Dr. Santesso and Dr. McClung first conceived of this collection as a way of beginning a discussion about the lack of perspective and variety in depictions of religion within postcolonial fiction. They felt that largely, though not exclusively, as a legacy of the 2001 attack on the World Trade Center, Islamic faith had become synonymous in many corners of the media and academia with violence, which many believe to be its primary mode of expression. As a result, the absence of a sophisticated recognition of the wide range of Islamic subjectivities within contemporary culture has created a void in which misinterpretations and hostilities thrive.
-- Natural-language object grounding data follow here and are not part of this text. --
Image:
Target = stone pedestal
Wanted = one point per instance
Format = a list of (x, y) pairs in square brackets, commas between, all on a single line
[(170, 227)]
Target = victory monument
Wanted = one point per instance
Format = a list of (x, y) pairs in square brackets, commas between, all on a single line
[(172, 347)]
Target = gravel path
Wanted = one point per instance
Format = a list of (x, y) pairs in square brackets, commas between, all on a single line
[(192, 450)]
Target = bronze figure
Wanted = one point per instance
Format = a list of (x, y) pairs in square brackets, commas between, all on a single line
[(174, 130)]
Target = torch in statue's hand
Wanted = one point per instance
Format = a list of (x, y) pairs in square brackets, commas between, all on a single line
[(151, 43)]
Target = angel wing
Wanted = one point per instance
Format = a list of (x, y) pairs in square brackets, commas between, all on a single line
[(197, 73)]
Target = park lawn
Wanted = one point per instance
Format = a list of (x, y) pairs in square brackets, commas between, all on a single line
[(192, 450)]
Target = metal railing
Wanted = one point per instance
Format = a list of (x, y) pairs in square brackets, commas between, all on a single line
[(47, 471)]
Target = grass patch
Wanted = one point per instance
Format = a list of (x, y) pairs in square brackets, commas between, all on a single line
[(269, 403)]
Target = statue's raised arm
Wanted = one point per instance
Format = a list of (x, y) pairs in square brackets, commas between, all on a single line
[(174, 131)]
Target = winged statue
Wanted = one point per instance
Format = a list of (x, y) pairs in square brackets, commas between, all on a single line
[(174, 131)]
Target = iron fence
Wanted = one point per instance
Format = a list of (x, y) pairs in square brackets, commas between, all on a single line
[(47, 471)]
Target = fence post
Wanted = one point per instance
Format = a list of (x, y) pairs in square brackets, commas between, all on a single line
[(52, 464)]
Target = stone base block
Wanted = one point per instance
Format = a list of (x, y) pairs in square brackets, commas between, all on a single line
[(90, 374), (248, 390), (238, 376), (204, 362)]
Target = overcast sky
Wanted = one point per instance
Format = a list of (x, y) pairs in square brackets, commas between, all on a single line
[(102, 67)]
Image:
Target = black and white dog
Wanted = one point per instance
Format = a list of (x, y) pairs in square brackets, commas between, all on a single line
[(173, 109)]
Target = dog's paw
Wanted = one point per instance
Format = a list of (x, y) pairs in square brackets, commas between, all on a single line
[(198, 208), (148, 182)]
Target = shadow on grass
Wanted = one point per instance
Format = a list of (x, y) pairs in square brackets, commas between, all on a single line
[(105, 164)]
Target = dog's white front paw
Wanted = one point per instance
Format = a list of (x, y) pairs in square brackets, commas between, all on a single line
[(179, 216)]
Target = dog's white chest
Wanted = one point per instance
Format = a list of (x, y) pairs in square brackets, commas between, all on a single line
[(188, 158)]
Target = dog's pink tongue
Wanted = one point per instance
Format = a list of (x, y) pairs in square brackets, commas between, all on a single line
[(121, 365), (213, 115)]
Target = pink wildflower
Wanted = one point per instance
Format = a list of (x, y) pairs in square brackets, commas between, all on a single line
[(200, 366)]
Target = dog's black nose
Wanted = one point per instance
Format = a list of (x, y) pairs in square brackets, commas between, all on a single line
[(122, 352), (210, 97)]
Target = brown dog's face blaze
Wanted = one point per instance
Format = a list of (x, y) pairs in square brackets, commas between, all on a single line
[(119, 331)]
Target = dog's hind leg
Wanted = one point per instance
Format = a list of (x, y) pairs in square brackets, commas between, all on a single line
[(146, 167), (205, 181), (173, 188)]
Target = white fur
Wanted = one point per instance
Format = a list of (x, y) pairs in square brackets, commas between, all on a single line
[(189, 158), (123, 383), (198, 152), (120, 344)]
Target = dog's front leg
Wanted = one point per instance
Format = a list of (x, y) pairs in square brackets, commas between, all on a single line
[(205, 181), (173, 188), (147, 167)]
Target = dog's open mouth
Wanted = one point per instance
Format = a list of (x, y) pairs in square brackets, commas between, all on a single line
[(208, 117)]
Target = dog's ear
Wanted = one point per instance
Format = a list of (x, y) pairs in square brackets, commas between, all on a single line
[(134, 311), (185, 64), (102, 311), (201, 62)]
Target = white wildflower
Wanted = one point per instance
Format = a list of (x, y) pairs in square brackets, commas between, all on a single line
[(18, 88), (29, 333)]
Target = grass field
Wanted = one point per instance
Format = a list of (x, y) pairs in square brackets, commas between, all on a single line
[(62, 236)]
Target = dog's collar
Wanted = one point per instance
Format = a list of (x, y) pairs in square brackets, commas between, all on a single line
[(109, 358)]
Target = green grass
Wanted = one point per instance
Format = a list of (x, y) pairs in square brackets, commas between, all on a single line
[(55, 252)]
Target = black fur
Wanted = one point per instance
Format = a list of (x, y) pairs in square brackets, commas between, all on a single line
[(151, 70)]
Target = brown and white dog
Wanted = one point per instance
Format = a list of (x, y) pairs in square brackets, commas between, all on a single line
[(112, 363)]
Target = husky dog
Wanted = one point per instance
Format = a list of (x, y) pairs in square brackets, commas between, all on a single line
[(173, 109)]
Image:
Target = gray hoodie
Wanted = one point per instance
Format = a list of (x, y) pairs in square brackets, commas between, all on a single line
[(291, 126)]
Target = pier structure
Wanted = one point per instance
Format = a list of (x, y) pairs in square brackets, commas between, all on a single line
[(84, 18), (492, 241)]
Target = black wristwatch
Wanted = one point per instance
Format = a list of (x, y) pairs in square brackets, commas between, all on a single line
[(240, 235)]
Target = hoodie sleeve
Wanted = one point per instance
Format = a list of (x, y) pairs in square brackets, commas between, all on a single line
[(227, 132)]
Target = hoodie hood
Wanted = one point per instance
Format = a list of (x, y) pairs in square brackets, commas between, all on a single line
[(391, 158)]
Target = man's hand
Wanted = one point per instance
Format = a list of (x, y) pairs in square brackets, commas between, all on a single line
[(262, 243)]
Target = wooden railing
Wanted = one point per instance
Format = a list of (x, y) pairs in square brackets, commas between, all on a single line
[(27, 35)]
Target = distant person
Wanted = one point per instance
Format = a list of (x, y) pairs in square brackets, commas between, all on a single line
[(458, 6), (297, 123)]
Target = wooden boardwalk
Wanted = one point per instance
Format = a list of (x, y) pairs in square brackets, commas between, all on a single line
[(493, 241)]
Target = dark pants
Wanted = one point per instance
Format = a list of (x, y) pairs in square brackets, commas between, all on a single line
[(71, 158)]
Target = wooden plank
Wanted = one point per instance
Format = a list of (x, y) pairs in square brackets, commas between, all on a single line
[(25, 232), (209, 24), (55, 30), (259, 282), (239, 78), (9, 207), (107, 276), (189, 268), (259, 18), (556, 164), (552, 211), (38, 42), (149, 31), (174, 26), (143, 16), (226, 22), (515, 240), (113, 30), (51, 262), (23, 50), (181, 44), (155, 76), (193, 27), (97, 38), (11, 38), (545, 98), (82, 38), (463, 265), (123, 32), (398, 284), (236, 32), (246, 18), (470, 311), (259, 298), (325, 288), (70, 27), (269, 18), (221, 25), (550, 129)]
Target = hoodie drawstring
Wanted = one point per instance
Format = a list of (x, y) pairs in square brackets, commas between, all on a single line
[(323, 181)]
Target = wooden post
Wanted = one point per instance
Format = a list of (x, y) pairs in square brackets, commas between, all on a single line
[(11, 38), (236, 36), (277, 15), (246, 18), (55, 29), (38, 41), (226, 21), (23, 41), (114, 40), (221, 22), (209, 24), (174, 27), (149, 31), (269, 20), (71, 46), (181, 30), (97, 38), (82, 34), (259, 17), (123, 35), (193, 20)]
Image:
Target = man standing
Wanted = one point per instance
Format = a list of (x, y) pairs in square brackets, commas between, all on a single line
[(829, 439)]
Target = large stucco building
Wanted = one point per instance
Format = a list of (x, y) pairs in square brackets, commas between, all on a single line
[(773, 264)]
Responding to the growing importance of religion, specifically Islam, as a cultural signifier in the formation of a postcolonial self, this multidisciplinary collection was organized around contested terms such as ‘secularism’, ‘Islamopolitics’, female identity, and ‘Islamophobia’. The multidisciplinary essays included in this volume focus on a variety of genres (postcolonial fiction, nonfiction, film, performance art, and poetry) to provide some insight into Islam’s increasing importance in postcolonial societies—not only as a means of diasporic subject constitution, but also as a means of evaluating the national constitution in previously colonized Muslim nations. The overarching goal of the contributors is to facilitate a deeper understanding of the full range of experiences within Islam as well as the figure of the Muslim, thus enabling a new set of questions about religion’s role in shaping postcolonial identity. This volume includes an essay by Raj Reddy, a recent PhD in Creative Writing, which investigates Islam as political theater in Nawal El Saadawi’s God Dies by the Nile.